High School Seniors: Your Last Semester Still Matters
May 7, 2009
We're now a solid week into May, and for most high school seniors, that means a switch back from obsessively worrying about making it into college to concentrating on the more immediate task of trying to make it to graduation while finalizing those all-important summer plans. Once AP exams are out of the way and college deposits are paid, it can be tempting to shift focus entirely away from schoolwork and towards enjoying your last days as a high school student.
However, an article in USA Today warns that the temptation to just coast through the last days, weeks, or even months of one's senior year of high school can carry dire consequences this year. Colleges typically request a final transcript once you've officially graduated from high school, and often include language in their admission letter saying that their decision is contingent on receiving this information. While colleges have always given this final semester at least a cursory glance, in previous years, they have tended to largely be forgiving. But as with nearly everything else in college admissions, this year may be different.
Many schools are admitting more students and adding more names to their wait lists due to a larger group of applicants and greater uncertainty about where students will end up attending college.
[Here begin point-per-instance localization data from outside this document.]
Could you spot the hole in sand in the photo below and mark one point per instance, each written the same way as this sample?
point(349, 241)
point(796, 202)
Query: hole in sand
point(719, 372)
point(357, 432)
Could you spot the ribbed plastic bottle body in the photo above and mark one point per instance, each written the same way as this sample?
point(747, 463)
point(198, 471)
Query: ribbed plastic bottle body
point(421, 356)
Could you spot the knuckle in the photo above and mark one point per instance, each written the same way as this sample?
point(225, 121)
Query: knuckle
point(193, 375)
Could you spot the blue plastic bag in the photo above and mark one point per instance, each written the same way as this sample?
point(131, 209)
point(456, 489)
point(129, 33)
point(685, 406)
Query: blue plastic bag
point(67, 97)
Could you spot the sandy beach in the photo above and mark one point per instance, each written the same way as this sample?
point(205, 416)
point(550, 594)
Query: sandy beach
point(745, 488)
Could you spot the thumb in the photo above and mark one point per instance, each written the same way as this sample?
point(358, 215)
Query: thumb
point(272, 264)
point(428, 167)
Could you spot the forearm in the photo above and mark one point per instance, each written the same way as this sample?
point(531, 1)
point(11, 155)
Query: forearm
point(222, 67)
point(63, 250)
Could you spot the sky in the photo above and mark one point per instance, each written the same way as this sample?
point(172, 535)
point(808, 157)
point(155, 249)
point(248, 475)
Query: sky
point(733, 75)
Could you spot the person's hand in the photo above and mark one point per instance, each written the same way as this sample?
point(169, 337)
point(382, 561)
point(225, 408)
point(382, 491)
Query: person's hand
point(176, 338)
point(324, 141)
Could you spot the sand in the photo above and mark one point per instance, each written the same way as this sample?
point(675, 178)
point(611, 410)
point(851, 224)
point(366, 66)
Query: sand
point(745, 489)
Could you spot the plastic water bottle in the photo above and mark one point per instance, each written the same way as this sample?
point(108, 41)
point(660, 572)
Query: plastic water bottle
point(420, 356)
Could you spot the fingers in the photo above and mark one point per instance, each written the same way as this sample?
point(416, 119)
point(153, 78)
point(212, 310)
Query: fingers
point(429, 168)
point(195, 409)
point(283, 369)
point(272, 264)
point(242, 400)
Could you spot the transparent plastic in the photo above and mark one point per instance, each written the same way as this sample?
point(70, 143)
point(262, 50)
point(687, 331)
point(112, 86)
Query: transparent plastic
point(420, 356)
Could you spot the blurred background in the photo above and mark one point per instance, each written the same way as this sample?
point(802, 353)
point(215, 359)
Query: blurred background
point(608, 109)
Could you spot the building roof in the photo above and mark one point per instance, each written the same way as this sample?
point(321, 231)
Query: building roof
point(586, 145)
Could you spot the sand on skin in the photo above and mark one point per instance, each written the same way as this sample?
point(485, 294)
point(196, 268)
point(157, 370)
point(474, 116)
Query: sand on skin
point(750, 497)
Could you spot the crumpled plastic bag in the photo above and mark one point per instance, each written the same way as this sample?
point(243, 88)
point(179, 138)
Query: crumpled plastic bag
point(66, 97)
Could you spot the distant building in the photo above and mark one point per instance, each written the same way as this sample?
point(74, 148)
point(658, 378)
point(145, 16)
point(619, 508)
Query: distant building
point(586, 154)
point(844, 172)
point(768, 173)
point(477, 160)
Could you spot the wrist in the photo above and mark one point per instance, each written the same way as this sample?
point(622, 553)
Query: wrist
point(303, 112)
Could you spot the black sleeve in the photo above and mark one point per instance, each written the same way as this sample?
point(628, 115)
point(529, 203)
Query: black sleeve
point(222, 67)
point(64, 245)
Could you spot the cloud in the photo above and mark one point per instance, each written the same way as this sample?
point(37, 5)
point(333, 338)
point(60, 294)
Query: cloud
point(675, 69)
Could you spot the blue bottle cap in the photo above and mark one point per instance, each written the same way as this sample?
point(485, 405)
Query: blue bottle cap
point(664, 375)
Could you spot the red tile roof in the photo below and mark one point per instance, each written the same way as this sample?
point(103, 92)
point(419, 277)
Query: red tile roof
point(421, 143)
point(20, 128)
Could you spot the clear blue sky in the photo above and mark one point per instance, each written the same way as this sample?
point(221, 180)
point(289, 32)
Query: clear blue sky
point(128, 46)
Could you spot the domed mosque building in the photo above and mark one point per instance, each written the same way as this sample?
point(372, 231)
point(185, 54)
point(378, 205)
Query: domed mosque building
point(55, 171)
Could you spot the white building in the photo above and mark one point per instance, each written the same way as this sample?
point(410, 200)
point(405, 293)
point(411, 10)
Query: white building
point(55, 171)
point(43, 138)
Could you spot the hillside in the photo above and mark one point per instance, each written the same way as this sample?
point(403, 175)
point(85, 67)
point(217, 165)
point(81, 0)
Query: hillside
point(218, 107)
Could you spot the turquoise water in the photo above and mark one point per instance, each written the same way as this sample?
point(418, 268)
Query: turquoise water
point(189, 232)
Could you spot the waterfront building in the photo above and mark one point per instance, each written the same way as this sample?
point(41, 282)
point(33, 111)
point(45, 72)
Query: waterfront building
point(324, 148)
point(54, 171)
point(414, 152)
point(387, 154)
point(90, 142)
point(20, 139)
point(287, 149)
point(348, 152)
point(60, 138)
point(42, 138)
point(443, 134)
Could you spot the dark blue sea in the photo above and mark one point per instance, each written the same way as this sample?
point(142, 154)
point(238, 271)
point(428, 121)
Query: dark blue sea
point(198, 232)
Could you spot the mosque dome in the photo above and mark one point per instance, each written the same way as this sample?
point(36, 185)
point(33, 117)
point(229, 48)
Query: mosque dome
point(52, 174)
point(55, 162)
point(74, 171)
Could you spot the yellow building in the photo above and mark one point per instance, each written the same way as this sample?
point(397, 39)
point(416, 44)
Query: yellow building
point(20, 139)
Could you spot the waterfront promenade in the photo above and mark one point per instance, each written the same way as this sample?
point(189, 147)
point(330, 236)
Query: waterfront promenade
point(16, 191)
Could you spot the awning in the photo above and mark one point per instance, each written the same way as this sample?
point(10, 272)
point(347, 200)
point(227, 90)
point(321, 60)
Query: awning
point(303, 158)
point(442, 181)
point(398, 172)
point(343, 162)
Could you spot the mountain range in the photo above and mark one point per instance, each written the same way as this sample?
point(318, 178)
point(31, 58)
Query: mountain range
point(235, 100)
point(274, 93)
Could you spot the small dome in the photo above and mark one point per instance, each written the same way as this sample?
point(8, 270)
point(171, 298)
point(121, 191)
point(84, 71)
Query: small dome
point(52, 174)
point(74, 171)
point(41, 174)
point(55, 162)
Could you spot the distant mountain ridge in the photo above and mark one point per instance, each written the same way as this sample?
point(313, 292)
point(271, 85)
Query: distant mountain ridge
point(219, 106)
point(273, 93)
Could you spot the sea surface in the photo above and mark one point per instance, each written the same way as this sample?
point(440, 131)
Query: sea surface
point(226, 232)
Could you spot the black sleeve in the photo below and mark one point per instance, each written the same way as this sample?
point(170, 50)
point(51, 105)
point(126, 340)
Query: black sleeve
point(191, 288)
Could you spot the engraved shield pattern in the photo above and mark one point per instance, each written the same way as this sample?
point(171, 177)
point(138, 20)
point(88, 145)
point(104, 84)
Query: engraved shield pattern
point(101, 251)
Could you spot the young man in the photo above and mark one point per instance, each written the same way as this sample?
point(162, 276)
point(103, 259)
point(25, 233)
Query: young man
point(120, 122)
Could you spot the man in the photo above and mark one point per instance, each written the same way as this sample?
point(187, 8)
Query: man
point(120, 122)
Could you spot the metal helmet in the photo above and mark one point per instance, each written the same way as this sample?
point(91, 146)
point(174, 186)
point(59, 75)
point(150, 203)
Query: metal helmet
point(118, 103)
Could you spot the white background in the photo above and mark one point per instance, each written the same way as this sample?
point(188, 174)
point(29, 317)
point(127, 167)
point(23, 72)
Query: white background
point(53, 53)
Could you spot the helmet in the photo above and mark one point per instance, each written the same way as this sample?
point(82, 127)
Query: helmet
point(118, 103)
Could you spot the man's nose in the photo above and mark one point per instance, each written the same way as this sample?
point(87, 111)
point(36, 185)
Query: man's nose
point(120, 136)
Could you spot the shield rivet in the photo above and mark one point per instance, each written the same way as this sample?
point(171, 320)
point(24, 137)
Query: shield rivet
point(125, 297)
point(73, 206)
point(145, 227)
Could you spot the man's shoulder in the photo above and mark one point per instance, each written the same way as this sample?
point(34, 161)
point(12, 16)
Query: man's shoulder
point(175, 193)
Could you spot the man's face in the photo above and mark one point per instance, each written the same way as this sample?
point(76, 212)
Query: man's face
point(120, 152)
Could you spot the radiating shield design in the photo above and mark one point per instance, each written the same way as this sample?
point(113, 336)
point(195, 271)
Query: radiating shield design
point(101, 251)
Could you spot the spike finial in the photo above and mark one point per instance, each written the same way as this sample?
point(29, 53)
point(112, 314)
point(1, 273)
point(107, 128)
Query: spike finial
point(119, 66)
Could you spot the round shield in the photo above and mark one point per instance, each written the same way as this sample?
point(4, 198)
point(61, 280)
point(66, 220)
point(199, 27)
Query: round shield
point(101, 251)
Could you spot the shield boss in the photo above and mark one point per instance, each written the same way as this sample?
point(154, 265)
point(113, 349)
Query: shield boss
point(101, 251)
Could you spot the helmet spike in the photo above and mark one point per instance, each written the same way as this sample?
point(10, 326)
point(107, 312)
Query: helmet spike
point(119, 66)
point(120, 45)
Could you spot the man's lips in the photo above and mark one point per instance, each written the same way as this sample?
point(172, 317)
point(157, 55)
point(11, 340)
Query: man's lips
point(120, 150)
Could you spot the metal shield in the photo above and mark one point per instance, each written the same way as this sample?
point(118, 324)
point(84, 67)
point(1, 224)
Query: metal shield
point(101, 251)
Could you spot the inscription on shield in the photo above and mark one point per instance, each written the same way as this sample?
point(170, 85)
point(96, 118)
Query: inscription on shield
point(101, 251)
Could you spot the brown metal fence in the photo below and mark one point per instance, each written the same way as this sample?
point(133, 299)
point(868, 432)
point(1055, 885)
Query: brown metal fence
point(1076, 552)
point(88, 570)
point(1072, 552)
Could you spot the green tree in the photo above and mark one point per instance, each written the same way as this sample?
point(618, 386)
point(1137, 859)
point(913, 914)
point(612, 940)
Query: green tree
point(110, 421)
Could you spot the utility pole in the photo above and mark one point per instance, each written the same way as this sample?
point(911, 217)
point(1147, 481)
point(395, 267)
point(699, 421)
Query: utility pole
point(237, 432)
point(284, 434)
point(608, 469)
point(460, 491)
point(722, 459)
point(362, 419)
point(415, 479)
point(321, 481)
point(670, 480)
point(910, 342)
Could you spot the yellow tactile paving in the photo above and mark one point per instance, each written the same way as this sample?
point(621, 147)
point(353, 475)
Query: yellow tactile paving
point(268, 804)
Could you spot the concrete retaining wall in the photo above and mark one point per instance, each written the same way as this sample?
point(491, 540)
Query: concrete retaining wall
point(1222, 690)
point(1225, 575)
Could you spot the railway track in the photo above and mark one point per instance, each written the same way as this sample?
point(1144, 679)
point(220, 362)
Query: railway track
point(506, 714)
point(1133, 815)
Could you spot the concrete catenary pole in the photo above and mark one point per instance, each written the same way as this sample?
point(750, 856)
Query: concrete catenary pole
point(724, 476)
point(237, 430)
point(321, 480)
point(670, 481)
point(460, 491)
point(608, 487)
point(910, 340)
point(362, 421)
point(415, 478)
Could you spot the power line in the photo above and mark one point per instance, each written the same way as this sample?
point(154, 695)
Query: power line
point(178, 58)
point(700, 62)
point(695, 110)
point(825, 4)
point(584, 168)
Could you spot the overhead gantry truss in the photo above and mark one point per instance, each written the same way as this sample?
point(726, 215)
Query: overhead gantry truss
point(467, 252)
As a result, it's more possible now than ever that some schools will overfill their freshman class, prompting them to need to rescind some admission invitations, while others may find themselves drawing extensively from the wait list, meaning students who may not have been reevaluated at all are having their transcripts scrutinized for possible acceptance into their dream school.
Students are encouraged to let colleges know if any problems have come up that might jeopardize their acceptance for fall. Your college would rather hear from you than your high school, especially if you are able to explain extenuating circumstances and how the situation has been addressed. This is generally good policy if you find yourself falling short of requirements after something's been awarded, whether it's acceptance into a program or a college scholarship. On the same note, letting schools know if something fantastic has happened your final semester of school also couldn't hurt. For example, if your GPA has jumped and you are now eligible for more financial aid at your college, contact the school and see if there is still funding. I know people who have found themselves awarded university scholarships as late as July, and every time it was because they contacted the school, explained their situation, and asked about the award.